For that purpose, we used HSP70 promoter. HSP70 (heat shock protein) protects cells from deleterious stresses. Its expression is induced by various physiological stresses, including exposure to heat shock. The HSP70 promoter contains at least two regulatory domains; the distal domain has been shown to be responsive to heat shock (Wu, Kingston & Morimoto, 1986). The activity of the HSP70 promoter can be induced by moderate hyperthermia, reaching a noticeable function levels at around 39°C. We planned a genetic circuit with HSP70 promoter and a downstream repressor that will inhibit the synthesis ofUCP1.

As depicted in figure 1, the heat produced due to the activity of UCP1 will cause temperature to rise, activating HSP70 and inducing the synthesis of a repressor. This repressor will inhibit the synthesis of UCP1, and is its concentration in the mitochondrial membrane will be decreased due to natural protein degradation, As a result, the temperature will go down and the process could start again without reaching an endangering temperature.

Click on the picture to check out the machanism

UCP1 under the regulation of CMV promoter is transfected into the liver cell.

Results

We used TMRM (tetramethylrhodamine methyl ester) to assess the ability of UCP1 to collapse membrane potential. Membrane potential-driven accumulation of TMRM within the inner membrane region of healthy functioning mitochondria results in a dramatic increase in TMRM-associated orange fluorescence. When the mitochondrial membrane potential collapses TMRM is dispersed throughout the cell cytosol at a concentration that yields minimal fluorescence upon excitation in the optimal wavelength region.

The left series of pictures shows HepG2 cells treated with TMRM of different concentrations (left – white light, right – fluorescent), and the right series shows HepG2 previously transfected with pcDNA3.1 UCP1, also treated with TMRM of different concentrations.

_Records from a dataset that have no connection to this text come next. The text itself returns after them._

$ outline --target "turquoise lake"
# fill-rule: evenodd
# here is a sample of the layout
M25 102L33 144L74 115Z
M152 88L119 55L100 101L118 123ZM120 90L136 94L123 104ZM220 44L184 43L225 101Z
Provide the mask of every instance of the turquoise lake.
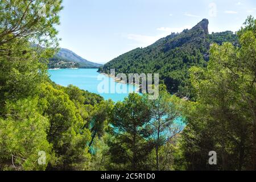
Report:
M128 92L127 93L113 93L112 90L122 89L123 86L127 87L127 90L133 92L138 89L138 86L133 85L116 82L114 78L100 74L97 71L98 69L49 69L48 73L51 80L59 85L67 86L71 84L81 89L98 94L105 100L112 99L114 102L123 101L128 96ZM100 93L98 89L102 80L108 81L109 84L106 93Z
M111 90L127 87L127 90L136 92L138 86L116 82L114 78L98 73L98 69L49 69L51 80L57 84L67 86L73 85L81 89L95 93L102 96L105 100L112 99L114 102L122 101L128 96L128 93L110 93ZM100 77L101 79L99 79ZM108 81L109 93L99 93L98 86L102 80ZM127 92L128 93L128 92ZM175 121L175 123L183 127L185 126L181 118Z

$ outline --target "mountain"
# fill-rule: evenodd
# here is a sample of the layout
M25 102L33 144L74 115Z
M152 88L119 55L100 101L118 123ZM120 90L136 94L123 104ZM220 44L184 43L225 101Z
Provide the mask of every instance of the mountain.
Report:
M83 59L73 52L61 48L50 59L49 67L56 68L99 68L102 65Z
M172 33L150 46L124 53L101 67L99 72L109 74L110 69L115 69L117 74L159 73L160 83L165 84L170 93L192 97L189 68L207 66L211 43L237 40L237 36L229 31L210 36L208 24L204 19L191 30Z

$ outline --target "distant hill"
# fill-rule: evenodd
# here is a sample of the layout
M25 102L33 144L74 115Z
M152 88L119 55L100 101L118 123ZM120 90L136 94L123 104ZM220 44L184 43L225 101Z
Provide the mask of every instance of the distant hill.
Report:
M192 97L189 68L207 66L210 45L213 42L237 42L237 36L230 31L210 36L208 24L208 20L204 19L191 30L172 33L146 48L124 53L105 64L99 71L109 73L110 69L115 69L117 74L158 73L160 82L167 85L170 92Z
M53 57L50 59L50 68L99 68L101 64L93 63L79 56L73 52L61 48Z

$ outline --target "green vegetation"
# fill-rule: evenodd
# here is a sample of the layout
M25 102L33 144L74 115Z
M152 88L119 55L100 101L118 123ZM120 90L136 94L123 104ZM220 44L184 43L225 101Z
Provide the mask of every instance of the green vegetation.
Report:
M166 71L169 83L156 100L133 93L114 104L49 80L61 9L61 1L0 0L0 170L256 170L253 17L238 43L230 32L209 36L203 20L106 64L102 69ZM210 41L217 43L208 55ZM126 56L134 61L119 64ZM168 92L176 90L193 100ZM210 151L217 165L208 163Z
M98 68L101 64L89 61L67 49L60 49L50 59L49 68Z

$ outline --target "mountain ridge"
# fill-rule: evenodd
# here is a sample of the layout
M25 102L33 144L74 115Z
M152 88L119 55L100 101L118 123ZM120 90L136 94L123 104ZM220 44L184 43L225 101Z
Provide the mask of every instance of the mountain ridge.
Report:
M100 64L88 61L67 48L60 48L58 52L50 59L49 63L49 67L51 68L98 68L101 65Z
M208 24L208 20L203 19L190 30L172 33L148 47L125 53L98 71L109 74L110 69L115 69L117 74L158 73L160 83L166 84L170 93L192 97L188 69L207 66L210 45L216 40L222 44L237 39L230 31L209 35Z

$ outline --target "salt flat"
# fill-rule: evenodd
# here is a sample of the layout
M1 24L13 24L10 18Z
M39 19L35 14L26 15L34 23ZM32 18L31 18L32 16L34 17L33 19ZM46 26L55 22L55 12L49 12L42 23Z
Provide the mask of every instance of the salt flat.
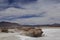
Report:
M60 28L43 29L43 37L27 37L19 33L0 33L0 40L60 40Z

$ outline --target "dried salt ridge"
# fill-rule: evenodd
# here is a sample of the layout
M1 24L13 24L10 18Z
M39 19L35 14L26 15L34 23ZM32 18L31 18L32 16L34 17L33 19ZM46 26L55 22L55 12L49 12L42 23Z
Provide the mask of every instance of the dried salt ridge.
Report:
M20 30L20 35L30 36L30 37L42 37L43 31L40 28L32 27L22 27Z

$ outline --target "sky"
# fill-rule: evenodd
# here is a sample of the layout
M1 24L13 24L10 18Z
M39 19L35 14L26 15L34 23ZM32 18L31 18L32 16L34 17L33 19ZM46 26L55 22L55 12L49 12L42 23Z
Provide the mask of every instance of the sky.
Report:
M60 0L0 0L0 21L22 25L60 23Z

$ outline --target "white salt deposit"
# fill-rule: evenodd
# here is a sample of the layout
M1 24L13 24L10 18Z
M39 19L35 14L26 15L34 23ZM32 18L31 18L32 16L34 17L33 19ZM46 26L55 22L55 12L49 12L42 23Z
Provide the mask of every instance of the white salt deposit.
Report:
M60 29L44 29L43 37L22 36L19 33L0 33L0 40L60 40Z

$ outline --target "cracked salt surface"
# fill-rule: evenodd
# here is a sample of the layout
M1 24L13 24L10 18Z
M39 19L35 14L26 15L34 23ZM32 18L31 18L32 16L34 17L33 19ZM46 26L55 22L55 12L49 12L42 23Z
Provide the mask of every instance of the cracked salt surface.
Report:
M28 37L19 33L0 33L0 40L60 40L60 29L43 29L45 36Z

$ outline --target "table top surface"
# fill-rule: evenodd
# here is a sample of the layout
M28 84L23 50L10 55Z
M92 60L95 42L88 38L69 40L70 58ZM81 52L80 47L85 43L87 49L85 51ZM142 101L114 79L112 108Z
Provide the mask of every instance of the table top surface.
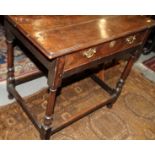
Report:
M155 26L144 16L7 16L48 59Z

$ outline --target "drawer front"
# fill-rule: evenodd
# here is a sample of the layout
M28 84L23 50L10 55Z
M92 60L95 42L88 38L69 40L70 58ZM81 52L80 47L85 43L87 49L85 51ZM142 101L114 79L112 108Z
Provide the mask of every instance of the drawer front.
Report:
M86 65L103 57L110 56L125 49L135 47L144 40L145 32L139 32L111 42L81 50L65 56L64 71L69 71L79 66Z

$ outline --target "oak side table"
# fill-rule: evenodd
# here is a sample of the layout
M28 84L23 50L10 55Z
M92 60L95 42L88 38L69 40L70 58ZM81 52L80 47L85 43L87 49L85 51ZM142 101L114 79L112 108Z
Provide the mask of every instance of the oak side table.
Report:
M17 100L40 132L41 138L49 139L52 134L104 105L112 107L154 26L155 22L144 16L5 16L9 98L14 97ZM15 80L15 39L48 71L49 97L43 123L35 118L16 90L17 85L36 78L41 73ZM96 103L60 126L53 127L56 92L63 78L80 74L104 64L107 60L123 59L124 55L129 55L129 58L115 88L109 87L95 74L91 75L92 79L109 93L110 99Z

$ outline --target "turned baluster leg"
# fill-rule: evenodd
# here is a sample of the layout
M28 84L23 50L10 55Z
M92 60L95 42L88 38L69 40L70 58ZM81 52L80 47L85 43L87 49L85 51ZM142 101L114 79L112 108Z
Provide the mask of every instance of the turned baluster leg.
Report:
M44 124L42 127L43 129L43 132L41 133L42 139L50 139L50 135L52 134L52 122L56 101L56 92L57 88L61 85L63 67L64 67L64 59L57 58L53 62L51 70L49 70L48 74L49 97L46 106Z
M13 54L13 40L14 38L10 35L7 37L7 90L8 98L13 99L13 95L9 91L9 85L14 85L14 54Z

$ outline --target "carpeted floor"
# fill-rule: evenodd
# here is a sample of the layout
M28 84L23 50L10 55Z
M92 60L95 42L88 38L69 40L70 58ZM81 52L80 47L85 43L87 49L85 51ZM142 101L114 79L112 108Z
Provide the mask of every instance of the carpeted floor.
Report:
M106 81L113 85L119 72L120 68L109 70ZM90 78L63 87L57 99L54 125L106 97ZM46 99L46 89L26 99L38 119L44 114ZM0 108L0 139L40 138L18 104L13 103ZM112 109L103 107L51 139L155 139L155 84L132 71Z
M155 56L143 62L143 64L155 72Z

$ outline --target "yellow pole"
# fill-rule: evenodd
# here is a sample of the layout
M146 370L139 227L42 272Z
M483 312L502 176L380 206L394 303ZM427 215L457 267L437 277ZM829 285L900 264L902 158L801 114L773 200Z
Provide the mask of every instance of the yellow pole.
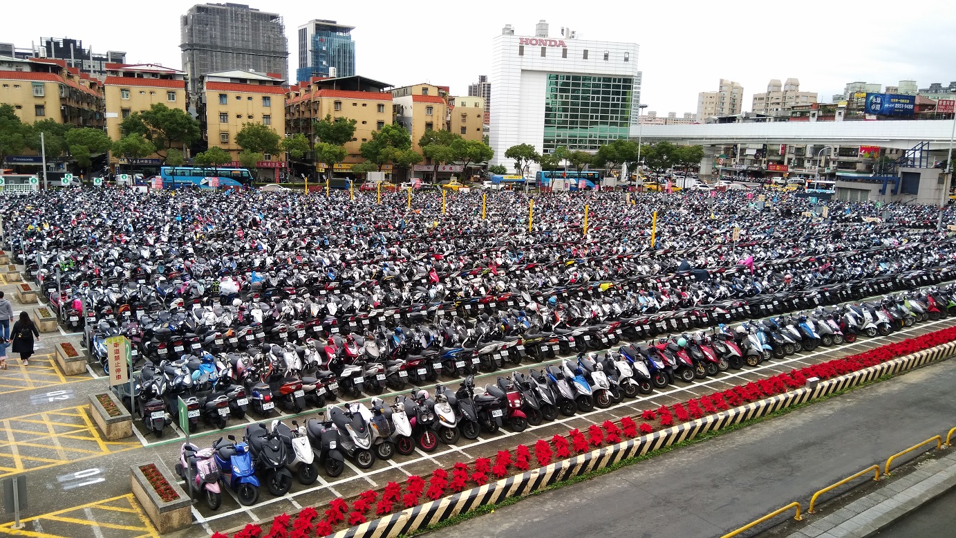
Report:
M657 238L657 211L654 211L654 217L651 218L651 248L654 248L654 240Z

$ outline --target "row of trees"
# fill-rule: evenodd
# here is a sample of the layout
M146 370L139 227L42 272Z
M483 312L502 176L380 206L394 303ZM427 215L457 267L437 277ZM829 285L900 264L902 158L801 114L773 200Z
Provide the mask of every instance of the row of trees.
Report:
M556 170L564 162L578 173L586 166L616 170L626 165L628 170L634 170L639 164L639 158L644 166L663 172L675 166L689 168L700 164L704 159L704 148L699 145L680 146L670 142L658 142L642 144L639 156L638 142L618 140L598 147L596 153L571 151L559 146L552 153L540 154L531 144L518 144L508 148L505 157L514 160L514 169L519 174L532 162L537 163L546 171ZM500 164L489 167L489 171L493 174L508 172Z

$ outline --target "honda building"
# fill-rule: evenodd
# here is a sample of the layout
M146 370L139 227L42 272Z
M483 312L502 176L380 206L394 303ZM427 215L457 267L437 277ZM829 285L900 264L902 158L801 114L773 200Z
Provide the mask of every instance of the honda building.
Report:
M641 102L638 45L576 39L569 29L553 38L544 21L534 33L515 35L507 25L494 38L491 163L511 169L505 152L521 143L593 152L628 138Z

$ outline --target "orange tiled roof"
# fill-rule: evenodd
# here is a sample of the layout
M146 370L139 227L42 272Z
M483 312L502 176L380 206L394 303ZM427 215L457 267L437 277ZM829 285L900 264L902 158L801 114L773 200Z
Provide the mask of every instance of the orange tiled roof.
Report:
M185 89L185 80L167 80L165 78L139 78L136 76L107 76L103 84L107 86L143 86L150 88Z
M251 94L277 94L284 96L286 89L282 86L271 86L266 84L243 84L242 82L216 82L210 80L206 83L206 90L220 90L223 92L247 92Z
M445 103L445 99L438 96L412 96L414 103Z

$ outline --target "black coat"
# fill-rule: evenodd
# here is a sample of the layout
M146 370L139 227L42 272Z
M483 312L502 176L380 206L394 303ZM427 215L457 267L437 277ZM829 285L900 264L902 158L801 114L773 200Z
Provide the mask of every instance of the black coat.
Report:
M35 334L37 338L40 337L39 331L36 330L36 325L33 321L27 322L27 327L23 327L23 322L17 320L13 324L13 328L11 329L10 335L13 340L13 345L11 347L11 351L13 353L22 353L27 355L33 355L33 335ZM25 335L21 337L20 329L24 329Z

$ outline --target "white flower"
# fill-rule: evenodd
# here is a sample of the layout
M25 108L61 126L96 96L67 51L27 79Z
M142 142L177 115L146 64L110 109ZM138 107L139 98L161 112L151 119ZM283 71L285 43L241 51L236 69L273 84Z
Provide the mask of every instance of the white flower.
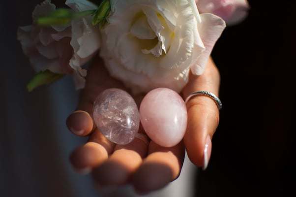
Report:
M195 0L202 13L211 13L223 18L228 25L243 20L249 8L247 0Z
M135 94L157 87L179 92L189 70L201 74L225 27L199 14L194 0L111 0L100 56L111 74Z
M67 0L66 4L77 11L97 8L86 0ZM33 20L55 10L50 0L45 0L35 7ZM49 70L72 74L76 88L82 88L86 70L81 66L97 53L100 46L99 30L92 25L92 19L89 16L62 27L41 27L34 24L21 27L17 38L36 71Z

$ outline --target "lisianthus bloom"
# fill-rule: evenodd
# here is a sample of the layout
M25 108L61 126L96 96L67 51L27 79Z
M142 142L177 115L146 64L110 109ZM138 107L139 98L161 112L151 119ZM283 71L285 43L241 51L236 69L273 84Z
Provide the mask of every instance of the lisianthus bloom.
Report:
M223 18L228 25L240 23L248 15L247 0L195 0L201 13L209 12Z
M84 0L68 0L65 4L77 12L97 8ZM56 6L50 0L37 5L32 14L33 24L19 27L17 38L36 72L49 70L72 74L76 88L83 88L87 72L82 66L97 54L99 31L92 25L90 15L73 20L67 25L41 27L36 24L38 17L55 10Z
M225 27L188 0L110 0L100 56L134 93L166 87L180 92L189 70L201 74Z

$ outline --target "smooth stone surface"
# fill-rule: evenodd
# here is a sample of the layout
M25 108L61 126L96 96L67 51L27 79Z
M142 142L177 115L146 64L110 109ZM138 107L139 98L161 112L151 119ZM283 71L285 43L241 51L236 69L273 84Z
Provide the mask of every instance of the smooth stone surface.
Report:
M132 97L122 90L111 88L97 97L93 119L100 131L118 144L132 141L140 126L139 111Z
M187 108L177 93L168 88L157 88L148 92L142 100L140 119L152 140L162 146L172 147L185 134Z

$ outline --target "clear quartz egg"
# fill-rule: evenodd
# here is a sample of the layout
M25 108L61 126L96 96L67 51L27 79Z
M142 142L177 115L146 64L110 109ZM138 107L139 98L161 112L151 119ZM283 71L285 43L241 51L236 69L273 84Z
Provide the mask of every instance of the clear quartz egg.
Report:
M97 97L93 117L99 130L118 144L132 141L140 125L139 110L133 98L119 89L106 89Z

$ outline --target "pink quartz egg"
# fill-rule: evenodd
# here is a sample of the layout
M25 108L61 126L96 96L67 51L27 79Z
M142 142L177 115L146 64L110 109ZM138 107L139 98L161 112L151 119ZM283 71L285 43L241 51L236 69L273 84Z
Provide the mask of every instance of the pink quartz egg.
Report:
M187 128L184 100L177 92L159 88L148 92L140 106L140 119L146 133L158 145L169 147L179 143Z

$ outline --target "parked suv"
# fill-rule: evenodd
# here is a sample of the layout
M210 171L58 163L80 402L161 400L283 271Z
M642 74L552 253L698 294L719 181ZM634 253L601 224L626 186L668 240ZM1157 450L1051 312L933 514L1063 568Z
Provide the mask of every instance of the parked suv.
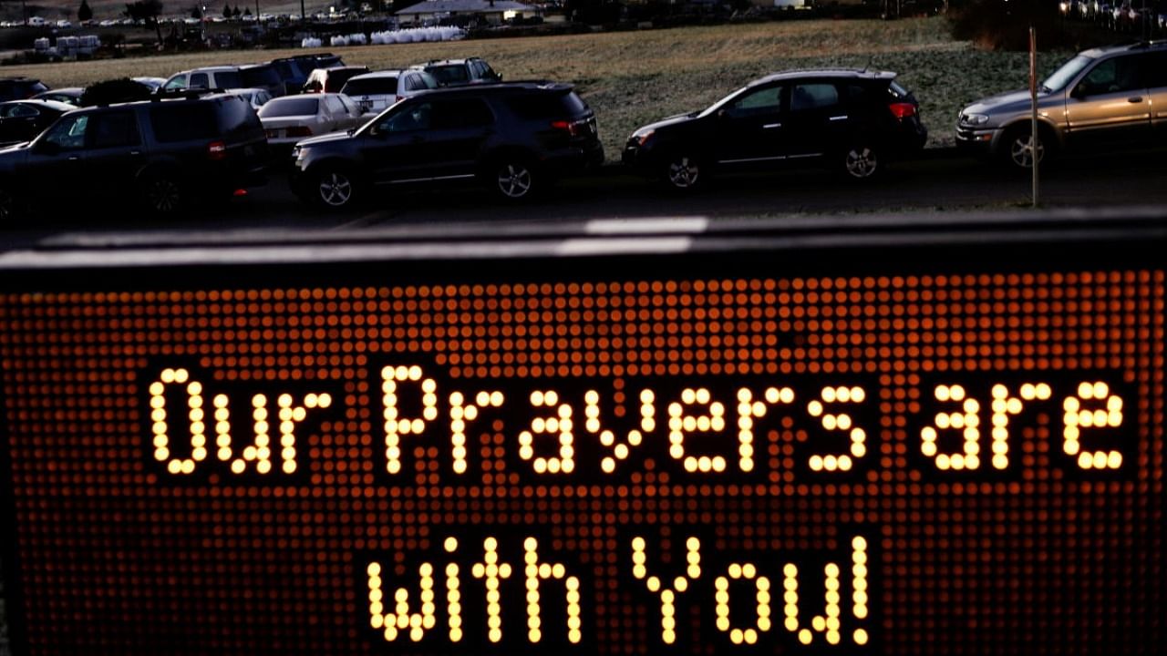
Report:
M79 109L30 144L0 149L0 217L63 190L174 214L195 197L263 183L266 161L264 128L238 96Z
M595 114L568 84L523 82L427 91L352 134L300 141L292 188L324 209L378 186L478 180L508 200L603 161Z
M960 110L956 142L1032 168L1037 159L1083 151L1167 145L1167 42L1079 53L1042 82L1037 148L1029 91L984 98Z
M43 82L32 77L0 77L0 103L23 100L48 90L49 88Z
M401 98L438 89L438 81L421 69L379 70L350 77L341 93L352 98L364 113L378 113Z
M502 82L503 76L495 72L490 64L482 57L467 57L464 60L433 60L421 64L422 70L434 76L438 84L442 86L457 86L460 84L483 84L490 82Z
M714 173L806 162L866 179L927 139L920 105L894 72L799 70L638 128L623 161L678 190L700 187Z
M184 89L264 89L275 98L284 95L284 81L272 64L249 64L181 71L162 85L163 91Z

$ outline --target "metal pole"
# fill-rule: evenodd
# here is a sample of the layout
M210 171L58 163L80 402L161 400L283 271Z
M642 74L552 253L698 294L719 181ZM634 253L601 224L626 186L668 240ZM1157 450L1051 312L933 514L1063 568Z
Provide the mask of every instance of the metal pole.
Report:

There appears to be no visible difference between cells transfected with pcDNA3.1 UCP1 and the normal cell line. Also there was no difference between the different concentrations of TMRM, so next time we can use the lowest one (10 nM) or perhaps even lower.

Conclusions:

Using fluorescent microscopy with TMRM is a semi-quantitative method for the assessment of mitochondrial membrane potential. It could be that even if UCP1 was correctly expressed, it didn’t lower the membrane potential enough for us to see. Next time we could use spectrometry to more quantitatively assess the function of UCP1. Additionally, many times fatty acids are used for the activation of UCP1. We didn’t use fatty acids this time, and it might be the reason for the inactivation of UCP1.

References

Bugianesi, E., Moscatiello, S., Ciaravella, M.F. & Marchesini, G. (2010).  Insulin resistance in nonalcoholic fatty liver disease.  Curr Pharm Des 16: 1941-1951

Kozak, L.P. & Anunciado-Koza, R. (2008). UCP1: its involvement and utility in obesity. Int. J. Obes., 32 (Suppl. 7), pp. S32–S38

  • Wu, B.J., Kingston, R.E. & Morimoto, R.I. (1986). Human HSP70 promoter contains at least two distinct regulatory domains. Proc. Natl. Acad. Sci. USA 83: 629-633.